Tapi kalau boleh saya tanya, kamu ada di tangga yang mana dalam gambar itu? Jawabannya, boleh dibagikan di sini atau disimpan dalam hati juga gak papa, karena sekarang ada Badan Koordinasi Pengawas Aliran Kepercayaan Masyarakat (Bakorpakem) yang ternyata berkewenangan bisa melabeli kamu sesat, yang barusan saja kemarin menyatakan bahwa aliran Ahmadiyah itu sesat sesesat-sesatnya, dan harus bubar. Kasihan ya, para jemaat Ahmadiyah. Karena bisa saja keputusan seperti ini nanti disalahgunakan mereka yang radikal untuk mempersekusi mereka, memburu mereka, menghancukan tempat ibadah dan tempat tinggal mereka. Mungkin Ahmadiyah itu dikhawatirkan sebagian orang akan merusak nama Islam, ya. Namun, bukankah Islam terlalu besar dan agung untuk dirusak oleh apapun juga di dunia ini?

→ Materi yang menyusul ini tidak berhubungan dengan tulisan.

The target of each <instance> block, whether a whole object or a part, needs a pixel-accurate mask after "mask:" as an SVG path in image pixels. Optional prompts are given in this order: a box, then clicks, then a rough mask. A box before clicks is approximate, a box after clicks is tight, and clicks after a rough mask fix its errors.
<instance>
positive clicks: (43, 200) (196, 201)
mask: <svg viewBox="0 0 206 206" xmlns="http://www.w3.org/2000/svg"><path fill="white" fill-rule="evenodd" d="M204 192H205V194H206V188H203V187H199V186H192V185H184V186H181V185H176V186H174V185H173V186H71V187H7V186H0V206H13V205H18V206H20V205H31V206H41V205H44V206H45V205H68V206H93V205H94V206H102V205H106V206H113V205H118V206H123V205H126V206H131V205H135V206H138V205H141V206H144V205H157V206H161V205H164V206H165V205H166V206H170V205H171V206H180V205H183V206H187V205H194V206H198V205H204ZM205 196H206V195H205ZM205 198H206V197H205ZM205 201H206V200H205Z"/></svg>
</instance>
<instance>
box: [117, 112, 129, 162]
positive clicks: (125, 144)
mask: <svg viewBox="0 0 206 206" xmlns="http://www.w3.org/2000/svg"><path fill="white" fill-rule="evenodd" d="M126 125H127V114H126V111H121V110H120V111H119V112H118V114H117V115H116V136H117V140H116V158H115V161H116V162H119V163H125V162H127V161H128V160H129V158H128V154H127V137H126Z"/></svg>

Mudah-mudahan Bakorpakem (nama badan yang lucu ya, tapi pas) tidak melakukan hal yang sama kepada Saksi Yehova, atau aliran-aliran laindalam Kristen yang sering orang kristen cap sebagai yang sesat. Mudah-mudahan KWI dan PGI tidak ikut-ikutan , dan tidak merekomendasikan hal yang sama terhadap alian-aliran lain dalam kristen. Kalau kita percaya dengan kekristenan kita, kenapa pula kita khawatir Saksi Yehova akan merusak dan menguncang kekristenan kita? Kebetulan (Alm.) Pakde Narto adalah anggota Jemaat Saksi Yehova, dan saya merasa, seru juga punya saudara yang jadi anggota Saksi Yehova yang dihormati saudara-saudara seiman mereka. Merasa seru karena indah punya keragaman iman dalam sebuah keluarga besar.

Kemudian, apa tidak ada hak asasi untuk sesat ataupun untuk tidak sesat, ya? Bukankah menjawab panggilan untuk sesat dan tidak sesat, adalah hak dan pilihan hidup. Menurut saya sih, biarlah kita menanggapi panggilan kita masing-masing dengan percaya bahwa Dia yang mengaturnya dengan baik, dalam skenario dia yang baik adanya pula. Lalu kenapa kita harus resah dengan panggilan kita dan panggilan orang lain untuk berada di jalanNya ataupun di luar jalanNya, berdasarkan masing-masing perspektif dan sumsi yang beragam terhadap "jalanNya" tersebut.